Hemoglobin (Hb) of normal adult consists of a heme (iron carries) and four globin chains. These globin chains are distributed as follows: 97% HbA1 (two chains and two chains b), 2.5% of HbA2 (two chains and two chains d) and HbF (2 g chains and two chains, the predominant in the fetus and in the newborn). Alpha and beta chains are the most important in postnatal life.

Depending on which globin chain is synthesized in smaller amounts (but always were normal globin) is called alpha thalassemia (a) or beta thalassemia (b).

And according to the severity of the disease: thalassemia major (inherit two copies of the gene with a significant alteration in every copy or allele), intermediate (two copies are inherited two moderately impaired or significantly alter and moderate) or minor (also known as thalassemia trait is due to the inheritance of an altered and one normal allele).

Of the various types of these hemolytic anemias, we refer to the most frequent in medical practice:

  • ALFA-thalassemia: Due to insufficient production of alpha-globin chains.

Alpha-thalassemia Alpha-thalassemia

Severa. Leve.

There are no strings are produced

alpha-chain alpha-globin, but

globins. by introducing a very

It is associated with reduced compared

utero death of the beta-globin.

the fetus. It is compatible with life.

- The mapping studies of alpha-globin region on chromosome 16, show that there is structural genes for alpha-globin genes in this chromosome, and the disease is caused by deletions of one or more of these structural genes. These deletions, are thought to have arisen by crossing over in meiosis unpaired.

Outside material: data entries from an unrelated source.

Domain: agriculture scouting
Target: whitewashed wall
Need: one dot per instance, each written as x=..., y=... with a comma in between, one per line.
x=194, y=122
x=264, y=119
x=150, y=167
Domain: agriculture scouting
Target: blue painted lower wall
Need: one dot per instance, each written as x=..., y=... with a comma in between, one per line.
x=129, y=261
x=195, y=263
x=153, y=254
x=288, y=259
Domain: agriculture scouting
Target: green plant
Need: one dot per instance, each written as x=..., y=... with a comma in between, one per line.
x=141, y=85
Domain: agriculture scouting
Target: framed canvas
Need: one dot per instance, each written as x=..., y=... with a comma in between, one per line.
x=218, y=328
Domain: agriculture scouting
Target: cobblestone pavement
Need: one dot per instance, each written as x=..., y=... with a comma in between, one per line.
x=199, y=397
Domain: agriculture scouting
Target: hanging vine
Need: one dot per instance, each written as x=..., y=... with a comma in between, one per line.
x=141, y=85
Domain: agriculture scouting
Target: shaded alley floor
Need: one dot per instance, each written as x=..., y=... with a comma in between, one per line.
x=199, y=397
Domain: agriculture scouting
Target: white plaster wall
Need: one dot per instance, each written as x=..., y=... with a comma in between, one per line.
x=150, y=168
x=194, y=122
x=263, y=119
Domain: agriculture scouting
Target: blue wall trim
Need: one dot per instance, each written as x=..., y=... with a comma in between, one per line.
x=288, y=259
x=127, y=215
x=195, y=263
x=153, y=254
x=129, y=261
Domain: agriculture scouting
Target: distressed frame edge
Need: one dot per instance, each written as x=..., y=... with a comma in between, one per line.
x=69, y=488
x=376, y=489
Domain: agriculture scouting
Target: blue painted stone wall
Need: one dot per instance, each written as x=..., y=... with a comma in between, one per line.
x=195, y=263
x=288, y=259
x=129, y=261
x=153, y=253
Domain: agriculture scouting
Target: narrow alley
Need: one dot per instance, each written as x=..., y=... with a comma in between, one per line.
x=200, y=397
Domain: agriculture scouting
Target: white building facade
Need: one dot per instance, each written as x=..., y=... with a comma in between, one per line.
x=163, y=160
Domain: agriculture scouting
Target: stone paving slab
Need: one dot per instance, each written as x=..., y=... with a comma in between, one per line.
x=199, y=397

  • Beta-thalassemia: Due to insufficient production of beta-globin chain

- Rarely is due to a deletion.

- They are responsible for them, a variety of different mutations including: point mutations, insertions and deletions of one or more bases.

- Mutations are classified as:

a) - Mutations of the transcription.

b) - Changes in mRNA unions.

c) - Mutations in the RNA-modifying regions.

d) - Changes in the termination of the chain.

e) - nonsense mutations.

- The affected individuals are usually compound heterozygotes, ie have different mutations in beta-globin genes.

  • Hereditary persistence of fetal hemoglobin: Included in thalassemia and is a persistence of fetal hemoglobin production in childhood and adulthood. These individuals continue to produce significant amounts of fetal Hb after birth.

It is not associated with any symptoms and was originally considered a scientific curiosity rather than a medical problem.